The story is about a treasure and its three parts, with characters knowing just half (or thinking they know half) of the information to reach it. Talking, persuasion, and intimidation skills are used more than fighting.
There is a war, a bridge to be destroyed, a huge cemetery, information to be collected everywhere, and a monastery to be visited. At one point, characters use disguise to enroll inthe army.
This is not only a movie to create an adventure, it is meant to be a whole campaign.
One of the best pair of action movies ever: great villain, solid heroes, cheerable supporting characters who are actually smart enough to live through what is some of the best horror moments in a monster film. Great mix of action (especially chase scenes), romance, gaslight environment, horror, and comedy (very quotable lines). Character development is believable and fun to watch, villain is fun to hate, but has understandable and even sympathetic reasons for what he does.
The version with Gene Kelly as D'artagnan. Yes, Gene Kelly the dancer. Aside from being the only version I've seen that really shows what a scoundrel D'artagnan was, it has some amazing choreography of the fight scenes, largely because of Kelly's abilities as a dancer.
The scene near the beginning of the movie where the cardinal's guards interrupt D'artagnan's duel with Athos, Porthos and Aramis is what all swashbuckling fights should be. Kelly skips around his opponent, climbs atop a monument to hide, and then reaches down to swat the guard on the butt (a classic use of Tagging, for all you 7th Sea players), and leaps back and forth across a little pond to lead his opponent on a merry chase during the duel. And he does it all with a smile on his face that makes him look like a kid having the time of his life at the circus. Absolutely classic.
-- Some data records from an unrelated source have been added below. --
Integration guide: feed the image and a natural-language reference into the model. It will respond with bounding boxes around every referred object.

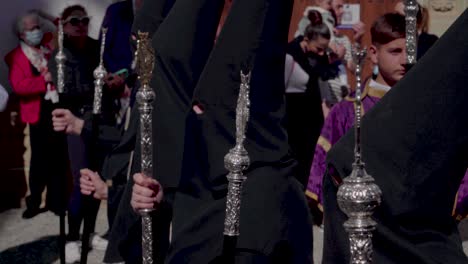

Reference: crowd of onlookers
[0,0,465,263]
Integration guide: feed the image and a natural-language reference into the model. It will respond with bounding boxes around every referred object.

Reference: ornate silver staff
[55,20,67,93]
[405,0,419,65]
[337,45,382,264]
[136,32,156,264]
[80,28,107,264]
[224,72,250,237]
[93,28,107,115]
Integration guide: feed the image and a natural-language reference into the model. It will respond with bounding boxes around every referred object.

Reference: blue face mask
[24,29,44,46]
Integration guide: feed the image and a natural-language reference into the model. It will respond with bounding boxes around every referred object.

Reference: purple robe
[306,83,468,220]
[306,80,386,208]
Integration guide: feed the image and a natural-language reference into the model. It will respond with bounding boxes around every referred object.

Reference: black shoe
[23,208,47,219]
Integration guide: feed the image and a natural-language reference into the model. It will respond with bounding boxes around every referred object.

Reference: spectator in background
[49,5,108,263]
[306,13,406,225]
[5,11,67,219]
[294,0,335,37]
[285,10,337,186]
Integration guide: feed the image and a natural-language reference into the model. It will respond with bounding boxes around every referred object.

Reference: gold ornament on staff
[136,32,156,264]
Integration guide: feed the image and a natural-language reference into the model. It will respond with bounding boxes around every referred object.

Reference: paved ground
[0,203,107,264]
[0,203,468,264]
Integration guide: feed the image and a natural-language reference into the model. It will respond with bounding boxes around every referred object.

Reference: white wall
[0,0,115,92]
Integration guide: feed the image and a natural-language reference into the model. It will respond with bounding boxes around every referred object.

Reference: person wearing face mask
[5,11,66,219]
[49,5,115,263]
[285,10,336,186]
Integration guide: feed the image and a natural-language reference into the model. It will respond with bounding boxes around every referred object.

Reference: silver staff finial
[136,32,156,264]
[224,72,250,236]
[93,28,107,115]
[405,0,419,65]
[55,20,67,93]
[337,46,382,264]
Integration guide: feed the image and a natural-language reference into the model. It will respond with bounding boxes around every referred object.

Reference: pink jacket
[5,33,52,124]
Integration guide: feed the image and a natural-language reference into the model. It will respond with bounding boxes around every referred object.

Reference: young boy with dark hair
[306,13,406,219]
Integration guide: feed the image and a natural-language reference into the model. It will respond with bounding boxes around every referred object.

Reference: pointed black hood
[324,8,468,263]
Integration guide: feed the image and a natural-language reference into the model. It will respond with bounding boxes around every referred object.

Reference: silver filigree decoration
[224,72,251,236]
[93,28,107,115]
[405,0,419,65]
[55,20,67,93]
[337,46,382,264]
[136,32,156,264]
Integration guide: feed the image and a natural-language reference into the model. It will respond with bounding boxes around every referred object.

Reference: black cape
[323,8,468,263]
[167,0,312,264]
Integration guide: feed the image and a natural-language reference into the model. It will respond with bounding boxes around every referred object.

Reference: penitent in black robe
[323,8,468,264]
[166,0,312,264]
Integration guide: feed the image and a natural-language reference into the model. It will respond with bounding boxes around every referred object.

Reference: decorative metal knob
[337,46,382,264]
[405,0,419,65]
[93,28,107,115]
[55,20,67,93]
[224,72,250,236]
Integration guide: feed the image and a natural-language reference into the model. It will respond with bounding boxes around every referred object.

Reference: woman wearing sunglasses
[49,5,112,263]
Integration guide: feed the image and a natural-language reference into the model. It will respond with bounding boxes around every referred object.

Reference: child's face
[370,38,406,86]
This Sci-Fi series (259 episodes) is aimed at kids but it is in fact one of the best written things TV has seen in years, even though the introduction of Technology based stories has been a bit hard to swallow. Basically, for those of you who haven't seen it, the Tribe is set in a world after a virus wipes out all the adults and the kids struggle to survive in a post apocalyptic city. Gangs form, new weird religions bringing false hope, new plagues left by the old world and mad dogs all threaten the young and the meek who have inherited the world. The entire concept of politics from a teenagers point of view works well for Changeling, Cyberpunk: Cybergeneration or any Zombie or post apocalyptic game.
What to learn here is that fear, hopelessness, and impending doom are great fun. Throw out the idea of level appropriate encounters - boring.
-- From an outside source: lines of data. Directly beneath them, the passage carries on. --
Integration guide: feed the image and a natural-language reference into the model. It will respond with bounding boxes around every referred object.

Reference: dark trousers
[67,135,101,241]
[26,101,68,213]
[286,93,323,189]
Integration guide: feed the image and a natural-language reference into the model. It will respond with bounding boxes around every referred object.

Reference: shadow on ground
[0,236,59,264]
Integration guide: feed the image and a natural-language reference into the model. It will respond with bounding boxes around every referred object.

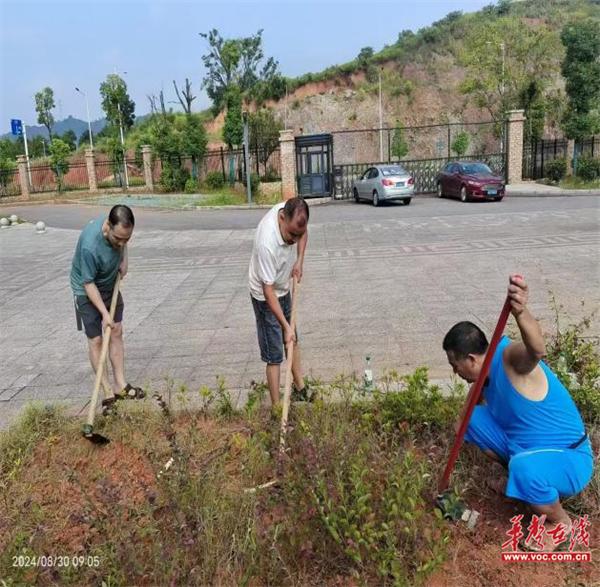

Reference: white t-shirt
[248,202,298,301]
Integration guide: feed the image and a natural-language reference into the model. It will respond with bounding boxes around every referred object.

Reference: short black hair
[283,198,310,222]
[108,204,135,228]
[442,321,488,359]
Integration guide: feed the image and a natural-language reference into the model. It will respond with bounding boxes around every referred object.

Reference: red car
[437,161,505,202]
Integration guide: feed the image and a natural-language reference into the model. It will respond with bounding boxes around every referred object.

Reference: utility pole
[379,67,383,161]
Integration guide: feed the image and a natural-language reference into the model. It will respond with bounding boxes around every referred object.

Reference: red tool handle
[438,297,511,493]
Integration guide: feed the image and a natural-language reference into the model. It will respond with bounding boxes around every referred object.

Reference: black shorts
[250,292,298,365]
[75,292,124,338]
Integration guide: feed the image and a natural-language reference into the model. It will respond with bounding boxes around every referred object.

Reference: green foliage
[577,157,600,181]
[159,159,190,192]
[50,139,71,192]
[100,73,135,131]
[223,86,244,149]
[450,130,471,158]
[183,177,198,194]
[248,108,283,170]
[250,173,260,196]
[546,301,600,426]
[561,19,600,139]
[390,121,408,159]
[460,16,562,120]
[204,171,225,190]
[362,367,464,431]
[544,157,567,182]
[200,29,285,111]
[35,87,55,140]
Instead, tell players they may encounter things they cannot defeat (this is important for game systems like D&D where players expect to be able to defeat everything they encounter). Then, occasionally slam them with overpowered foes.
Be sure there are ways out of encounter. Don't set out to kill them, but don't prevent their deaths either. Truly leave character fates in the players' hands. The feel you're after is that mere survival is victory.
More in line with zombie movies, have them face easy foes they defeat without problem. But make sure there are _a lot_ of these foes, an endless amount that never stops coming. Forcing high level characters to retreat from "wimpy" monsters, such as orcs, is a change of pace and challenges players in a different way than tougher and tougher monsters do.